AWS Cloud Operations & Migrations Blog

Reduce incident management response times for container workloads using AWS Chatbot

One of the key focus areas for customers running their mission-critical container workloads on AWS, is to be able to analyze and act on operational events quickly. Getting real-time visibility into performance issues, traffic spikes, infrastructure events and security threats can enable teams to quickly address issues and prevent potential downtime.

AWS Chatbot helps teams to collaborate and respond to events faster by enabling monitoring, troubleshooting and operating AWS resources from customer’s chat channels. AWS Chatbot is an interactive agent that makes it easy to set up ChatOps for AWS in Microsoft TeamsSlack channels or Amazon Chime chatrooms. With AWS Chatbot, customers can receive alerts, retrieve diagnostic information, configure AWS resources and resolve incidents from their chat channels, enabling them to reduce incident management response times for container workloads.

In this post, we will discuss how to monitor and operate container workloads running on Amazon Elastic Container Service (Amazon ECS) from Slack.

Introduction

Assume you are part of the DevOps team, rolling out a new containerized application that will run on Amazon ECS. You have configured Amazon ECS service auto-scaling based on initial traffic projections. You want to be alerted on any unexpected traffic spike impacting application performance and be able to remediate the issue quickly.

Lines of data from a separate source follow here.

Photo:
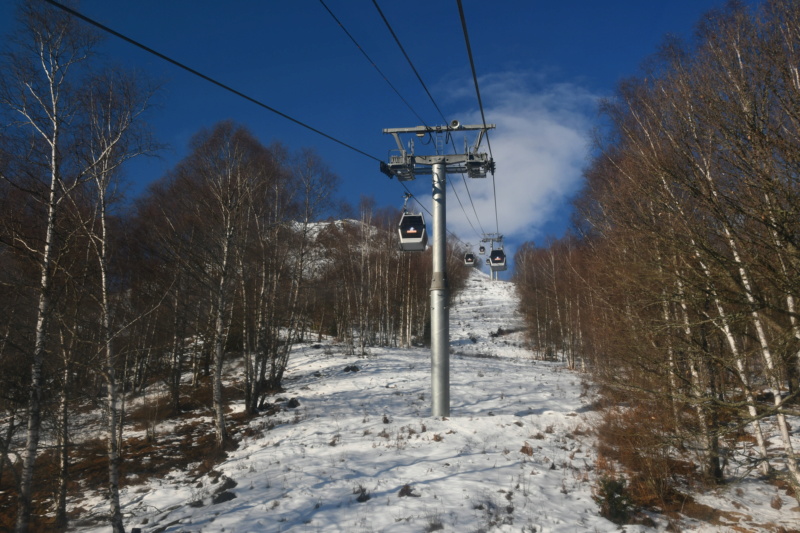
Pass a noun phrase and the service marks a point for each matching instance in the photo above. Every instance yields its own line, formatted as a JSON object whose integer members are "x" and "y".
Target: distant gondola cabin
{"x": 413, "y": 235}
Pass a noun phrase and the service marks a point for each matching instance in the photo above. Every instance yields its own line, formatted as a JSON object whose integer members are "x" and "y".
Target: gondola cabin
{"x": 413, "y": 235}
{"x": 497, "y": 260}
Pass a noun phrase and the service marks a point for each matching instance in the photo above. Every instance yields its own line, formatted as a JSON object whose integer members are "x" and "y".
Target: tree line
{"x": 236, "y": 254}
{"x": 678, "y": 288}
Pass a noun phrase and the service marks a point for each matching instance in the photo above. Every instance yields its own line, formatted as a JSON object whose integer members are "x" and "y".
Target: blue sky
{"x": 542, "y": 67}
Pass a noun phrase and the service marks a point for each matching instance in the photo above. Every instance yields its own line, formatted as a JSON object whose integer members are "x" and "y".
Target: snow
{"x": 517, "y": 454}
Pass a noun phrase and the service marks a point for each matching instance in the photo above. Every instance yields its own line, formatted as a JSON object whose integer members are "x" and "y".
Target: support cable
{"x": 389, "y": 26}
{"x": 433, "y": 101}
{"x": 207, "y": 78}
{"x": 480, "y": 103}
{"x": 364, "y": 53}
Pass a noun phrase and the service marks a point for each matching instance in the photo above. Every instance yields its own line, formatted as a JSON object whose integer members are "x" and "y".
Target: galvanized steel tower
{"x": 405, "y": 165}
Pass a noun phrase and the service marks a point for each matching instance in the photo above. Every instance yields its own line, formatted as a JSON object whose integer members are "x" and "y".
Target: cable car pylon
{"x": 405, "y": 165}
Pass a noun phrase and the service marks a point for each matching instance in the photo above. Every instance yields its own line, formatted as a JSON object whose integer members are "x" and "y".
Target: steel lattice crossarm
{"x": 406, "y": 165}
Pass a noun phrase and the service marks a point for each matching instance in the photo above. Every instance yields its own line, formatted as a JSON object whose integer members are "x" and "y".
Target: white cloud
{"x": 540, "y": 147}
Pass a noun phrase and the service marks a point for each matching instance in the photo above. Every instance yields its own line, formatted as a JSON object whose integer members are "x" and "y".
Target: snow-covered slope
{"x": 360, "y": 452}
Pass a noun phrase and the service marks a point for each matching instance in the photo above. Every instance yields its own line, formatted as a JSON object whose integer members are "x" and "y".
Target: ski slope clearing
{"x": 359, "y": 451}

First, we will deploy a simple containerized web application to Amazon ECS. We will then setup an Amazon CloudWatch alarm to notify you in the Slack channel when the average CPU utilization exceeds a configured limit. We will then remediate the issue by updating the autoscaling configuration by running AWS CLI commands from the Slack channel.

Architecture

Figure 1 below illustrates a high-level flow for receiving notifications:

  • Amazon CloudWatch Alarm triggers when average CPU utilization of Amazon ECS tasks exceeds 70%.
  • Amazon CloudWatch Alarm sends the notification to Amazon SNS.
  • AWS Chatbot processes the notification from Amazon SNS and sends them to Slack.

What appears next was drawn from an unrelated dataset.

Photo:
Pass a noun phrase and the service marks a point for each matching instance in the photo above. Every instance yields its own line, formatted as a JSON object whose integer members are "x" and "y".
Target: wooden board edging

Diagram showing Notification flow from Amazon ECS workloads

Figure 1: Notification Flow

Figure 2 below illustrates how the remediation flow works:

  • User sends AWS CLI command from the Slack channel.
  • AWS Chatbot runs the command using the associated channel IAM role and returns the response to Slack.

Diagram showing remediation flow

Figure 2: Remediation Flow

Prerequisites

To follow along the instructions, you need an AWS account. If you don’t have one, you can create a new AWS account here.  You also need an AWS Identity and Access Management (IAM) user, with appropriate permissions to create and manage Amazon ECS clusters, create Amazon CloudWatch alarms and dashboards, create SNS topics and configure AWS Chatbot client.

You need access to a Slack workspace, where administrators have approved the use of the AWS Chatbot app. You also need to create a Slack channel to receive notifications from AWS Chatbot.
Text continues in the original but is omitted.